I learned something very important when I first began teaching high school:  I was not there to teach a curriculum; rather, I was there to teach students – the curriculum was often the excuse.  To those particular students, many of whom had been delt a crappy hand in life, I was to teach them that they had choices.  Maybe these were not the choices they wanted, but they always had choices.  

But then I went to prison.  

And then I saw people leave prison and try to navigate the world we all live in every day.  A world with many, many choices.  

I never really considered how many choices we really have until I saw the contrast, and then I also understood why returning citizens struggle to reintegrate back into society.  In prison, you have very few choices; so when a person is released, the ability to make choices is often painful and often slow.  The longer the time spent, the more exacerbated the problem becomes.  

To be clear, I am not talking about the choice of a career or friends or where to live.  I am taking about problem-solving while on the job; priority-setting, time management and the like.  The sudden need to make so many decisions leaves a person exhausted.  

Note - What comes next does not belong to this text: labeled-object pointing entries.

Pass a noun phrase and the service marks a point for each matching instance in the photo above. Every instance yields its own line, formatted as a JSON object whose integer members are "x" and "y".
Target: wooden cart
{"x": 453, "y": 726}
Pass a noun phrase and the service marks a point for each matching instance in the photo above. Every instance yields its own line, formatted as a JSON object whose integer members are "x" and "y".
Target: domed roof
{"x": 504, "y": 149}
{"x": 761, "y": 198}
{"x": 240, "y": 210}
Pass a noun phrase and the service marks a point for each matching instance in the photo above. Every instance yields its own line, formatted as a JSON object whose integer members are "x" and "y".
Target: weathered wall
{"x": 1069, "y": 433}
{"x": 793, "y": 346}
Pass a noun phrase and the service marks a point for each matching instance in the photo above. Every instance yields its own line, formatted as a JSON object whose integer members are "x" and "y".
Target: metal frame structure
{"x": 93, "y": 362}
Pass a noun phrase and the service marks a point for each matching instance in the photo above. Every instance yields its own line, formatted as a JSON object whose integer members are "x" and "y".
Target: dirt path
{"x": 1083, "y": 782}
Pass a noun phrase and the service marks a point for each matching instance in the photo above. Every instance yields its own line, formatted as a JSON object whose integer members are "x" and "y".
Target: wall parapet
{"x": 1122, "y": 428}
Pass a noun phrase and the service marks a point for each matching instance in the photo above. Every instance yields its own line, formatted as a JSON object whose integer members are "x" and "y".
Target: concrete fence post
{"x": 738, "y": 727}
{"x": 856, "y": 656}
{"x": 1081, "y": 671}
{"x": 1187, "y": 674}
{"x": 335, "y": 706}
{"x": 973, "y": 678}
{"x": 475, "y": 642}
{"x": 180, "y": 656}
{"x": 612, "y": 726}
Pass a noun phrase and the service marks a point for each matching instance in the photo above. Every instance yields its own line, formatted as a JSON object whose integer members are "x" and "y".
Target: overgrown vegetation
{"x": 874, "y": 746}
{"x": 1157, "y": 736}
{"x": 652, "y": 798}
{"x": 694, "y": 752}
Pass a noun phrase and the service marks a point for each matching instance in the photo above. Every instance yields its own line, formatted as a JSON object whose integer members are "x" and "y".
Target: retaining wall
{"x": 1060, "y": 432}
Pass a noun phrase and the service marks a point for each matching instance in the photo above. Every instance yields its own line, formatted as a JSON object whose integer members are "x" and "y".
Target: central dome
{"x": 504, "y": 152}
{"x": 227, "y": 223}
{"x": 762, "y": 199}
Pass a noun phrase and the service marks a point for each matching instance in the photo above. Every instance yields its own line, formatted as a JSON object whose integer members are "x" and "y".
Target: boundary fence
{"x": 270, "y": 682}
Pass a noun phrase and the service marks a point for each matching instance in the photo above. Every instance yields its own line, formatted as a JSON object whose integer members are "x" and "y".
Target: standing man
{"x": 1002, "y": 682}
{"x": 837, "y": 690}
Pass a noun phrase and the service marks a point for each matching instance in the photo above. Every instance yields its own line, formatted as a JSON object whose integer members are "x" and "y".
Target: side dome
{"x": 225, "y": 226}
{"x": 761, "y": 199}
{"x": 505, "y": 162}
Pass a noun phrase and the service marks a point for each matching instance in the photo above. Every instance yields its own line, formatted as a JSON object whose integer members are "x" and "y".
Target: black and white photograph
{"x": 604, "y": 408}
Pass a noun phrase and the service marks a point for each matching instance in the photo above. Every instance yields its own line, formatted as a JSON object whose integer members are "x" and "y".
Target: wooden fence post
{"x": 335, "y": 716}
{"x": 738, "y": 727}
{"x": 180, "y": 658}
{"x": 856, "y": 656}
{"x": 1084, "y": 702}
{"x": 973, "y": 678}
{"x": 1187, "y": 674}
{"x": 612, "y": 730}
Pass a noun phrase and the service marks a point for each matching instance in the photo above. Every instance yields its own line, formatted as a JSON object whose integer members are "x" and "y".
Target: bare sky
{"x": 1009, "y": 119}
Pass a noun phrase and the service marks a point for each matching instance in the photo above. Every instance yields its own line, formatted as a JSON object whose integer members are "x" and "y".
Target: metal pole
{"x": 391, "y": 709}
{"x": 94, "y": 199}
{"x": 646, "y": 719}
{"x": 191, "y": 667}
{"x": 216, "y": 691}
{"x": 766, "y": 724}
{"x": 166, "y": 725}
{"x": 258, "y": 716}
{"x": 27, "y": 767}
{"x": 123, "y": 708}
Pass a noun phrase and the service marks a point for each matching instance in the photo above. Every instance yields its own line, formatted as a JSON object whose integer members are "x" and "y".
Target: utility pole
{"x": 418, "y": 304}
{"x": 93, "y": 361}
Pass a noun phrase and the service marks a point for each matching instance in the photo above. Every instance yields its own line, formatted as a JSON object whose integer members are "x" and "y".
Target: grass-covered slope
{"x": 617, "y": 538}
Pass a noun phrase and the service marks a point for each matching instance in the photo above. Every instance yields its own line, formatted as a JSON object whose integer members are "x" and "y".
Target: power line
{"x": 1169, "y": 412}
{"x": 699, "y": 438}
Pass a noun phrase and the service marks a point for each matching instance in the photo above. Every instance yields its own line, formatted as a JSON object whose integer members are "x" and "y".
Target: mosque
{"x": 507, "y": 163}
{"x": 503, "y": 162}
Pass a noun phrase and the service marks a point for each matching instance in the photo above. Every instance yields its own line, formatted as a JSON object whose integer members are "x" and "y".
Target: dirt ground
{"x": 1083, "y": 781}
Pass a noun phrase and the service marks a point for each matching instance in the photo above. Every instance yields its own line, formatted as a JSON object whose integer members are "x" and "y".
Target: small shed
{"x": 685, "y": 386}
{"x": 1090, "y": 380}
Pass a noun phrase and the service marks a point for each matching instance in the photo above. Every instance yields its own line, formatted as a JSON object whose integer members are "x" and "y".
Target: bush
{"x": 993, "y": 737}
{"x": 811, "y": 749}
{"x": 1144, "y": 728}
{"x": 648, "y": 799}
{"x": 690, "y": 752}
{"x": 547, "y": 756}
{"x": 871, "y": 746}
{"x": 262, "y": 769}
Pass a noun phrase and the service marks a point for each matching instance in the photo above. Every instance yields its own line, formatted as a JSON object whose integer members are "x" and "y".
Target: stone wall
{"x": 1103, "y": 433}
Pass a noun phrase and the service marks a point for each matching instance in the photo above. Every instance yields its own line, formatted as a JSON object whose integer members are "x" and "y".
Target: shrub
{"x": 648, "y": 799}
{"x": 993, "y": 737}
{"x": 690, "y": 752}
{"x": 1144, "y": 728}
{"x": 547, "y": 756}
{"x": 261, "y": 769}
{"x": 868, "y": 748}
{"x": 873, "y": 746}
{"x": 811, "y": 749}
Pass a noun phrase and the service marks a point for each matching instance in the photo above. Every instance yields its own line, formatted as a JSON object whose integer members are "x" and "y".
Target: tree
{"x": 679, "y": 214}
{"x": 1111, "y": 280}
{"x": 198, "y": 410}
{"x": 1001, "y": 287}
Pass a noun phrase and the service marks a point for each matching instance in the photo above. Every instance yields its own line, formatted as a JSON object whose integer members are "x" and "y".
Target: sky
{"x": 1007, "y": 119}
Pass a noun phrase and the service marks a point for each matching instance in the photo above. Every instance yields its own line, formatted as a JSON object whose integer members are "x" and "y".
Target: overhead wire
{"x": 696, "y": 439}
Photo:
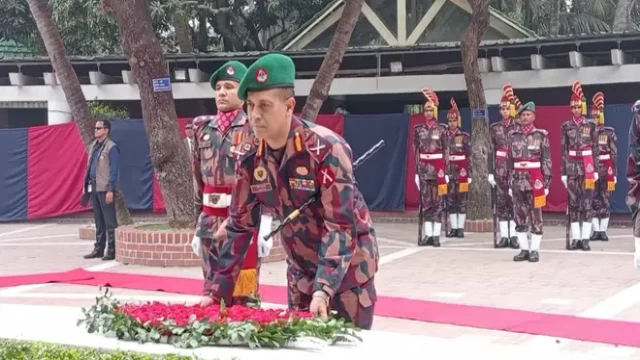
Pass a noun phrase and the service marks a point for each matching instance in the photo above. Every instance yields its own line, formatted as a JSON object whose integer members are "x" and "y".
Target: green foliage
{"x": 26, "y": 350}
{"x": 104, "y": 111}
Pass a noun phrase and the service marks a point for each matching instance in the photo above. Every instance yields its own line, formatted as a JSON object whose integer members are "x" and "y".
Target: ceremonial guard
{"x": 633, "y": 176}
{"x": 216, "y": 143}
{"x": 332, "y": 252}
{"x": 607, "y": 173}
{"x": 459, "y": 171}
{"x": 529, "y": 164}
{"x": 430, "y": 146}
{"x": 498, "y": 172}
{"x": 579, "y": 160}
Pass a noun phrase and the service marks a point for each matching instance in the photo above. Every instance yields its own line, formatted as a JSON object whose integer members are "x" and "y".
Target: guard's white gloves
{"x": 196, "y": 244}
{"x": 264, "y": 246}
{"x": 492, "y": 180}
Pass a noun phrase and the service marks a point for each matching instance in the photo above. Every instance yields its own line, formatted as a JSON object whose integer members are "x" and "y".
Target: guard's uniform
{"x": 529, "y": 164}
{"x": 579, "y": 160}
{"x": 430, "y": 146}
{"x": 607, "y": 170}
{"x": 498, "y": 170}
{"x": 331, "y": 247}
{"x": 216, "y": 141}
{"x": 459, "y": 172}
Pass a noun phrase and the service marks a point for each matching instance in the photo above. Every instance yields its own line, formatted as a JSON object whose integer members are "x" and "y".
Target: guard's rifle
{"x": 315, "y": 196}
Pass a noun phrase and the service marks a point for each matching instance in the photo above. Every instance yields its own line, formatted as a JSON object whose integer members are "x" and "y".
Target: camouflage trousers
{"x": 504, "y": 206}
{"x": 456, "y": 200}
{"x": 355, "y": 305}
{"x": 579, "y": 199}
{"x": 432, "y": 204}
{"x": 524, "y": 211}
{"x": 601, "y": 198}
{"x": 206, "y": 266}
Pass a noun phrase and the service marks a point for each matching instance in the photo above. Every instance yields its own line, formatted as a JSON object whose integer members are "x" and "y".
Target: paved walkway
{"x": 600, "y": 284}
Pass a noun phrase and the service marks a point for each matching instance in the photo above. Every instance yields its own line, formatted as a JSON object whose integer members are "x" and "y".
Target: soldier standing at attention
{"x": 459, "y": 172}
{"x": 216, "y": 145}
{"x": 430, "y": 146}
{"x": 529, "y": 160}
{"x": 633, "y": 175}
{"x": 332, "y": 252}
{"x": 579, "y": 160}
{"x": 498, "y": 169}
{"x": 607, "y": 170}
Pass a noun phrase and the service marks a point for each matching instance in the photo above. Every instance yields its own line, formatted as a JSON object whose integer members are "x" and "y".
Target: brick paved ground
{"x": 600, "y": 283}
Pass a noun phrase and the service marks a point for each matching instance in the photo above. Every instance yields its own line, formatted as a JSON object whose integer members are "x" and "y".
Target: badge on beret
{"x": 262, "y": 75}
{"x": 260, "y": 173}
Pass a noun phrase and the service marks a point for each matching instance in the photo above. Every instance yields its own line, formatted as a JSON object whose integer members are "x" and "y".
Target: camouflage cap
{"x": 268, "y": 72}
{"x": 231, "y": 70}
{"x": 530, "y": 106}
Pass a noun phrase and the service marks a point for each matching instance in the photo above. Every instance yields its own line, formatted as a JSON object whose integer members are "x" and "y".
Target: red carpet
{"x": 563, "y": 326}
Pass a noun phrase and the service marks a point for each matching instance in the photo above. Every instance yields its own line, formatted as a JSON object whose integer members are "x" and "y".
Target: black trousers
{"x": 106, "y": 220}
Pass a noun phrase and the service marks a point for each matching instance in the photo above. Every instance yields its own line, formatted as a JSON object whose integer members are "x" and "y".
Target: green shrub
{"x": 25, "y": 350}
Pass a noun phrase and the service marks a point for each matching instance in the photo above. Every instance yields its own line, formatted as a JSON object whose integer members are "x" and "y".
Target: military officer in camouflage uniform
{"x": 430, "y": 146}
{"x": 579, "y": 161}
{"x": 216, "y": 145}
{"x": 332, "y": 252}
{"x": 498, "y": 169}
{"x": 529, "y": 164}
{"x": 459, "y": 172}
{"x": 607, "y": 173}
{"x": 633, "y": 176}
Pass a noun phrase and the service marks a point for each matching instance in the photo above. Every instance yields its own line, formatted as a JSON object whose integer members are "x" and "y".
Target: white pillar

This is why transitional employment, housing and environments is so important – people need time to adjust to all the decisions which are now required.  People need time to process the impact of decisions, but this also hard when everything is urgent in order to successfully establish themselves in society once again. 

In the end, a community of empathetic and sympathetic people are required to give the permission for grace, permission to be tired, permission to feel overwhelmed.  It gets easier with time – a lesson for all of us.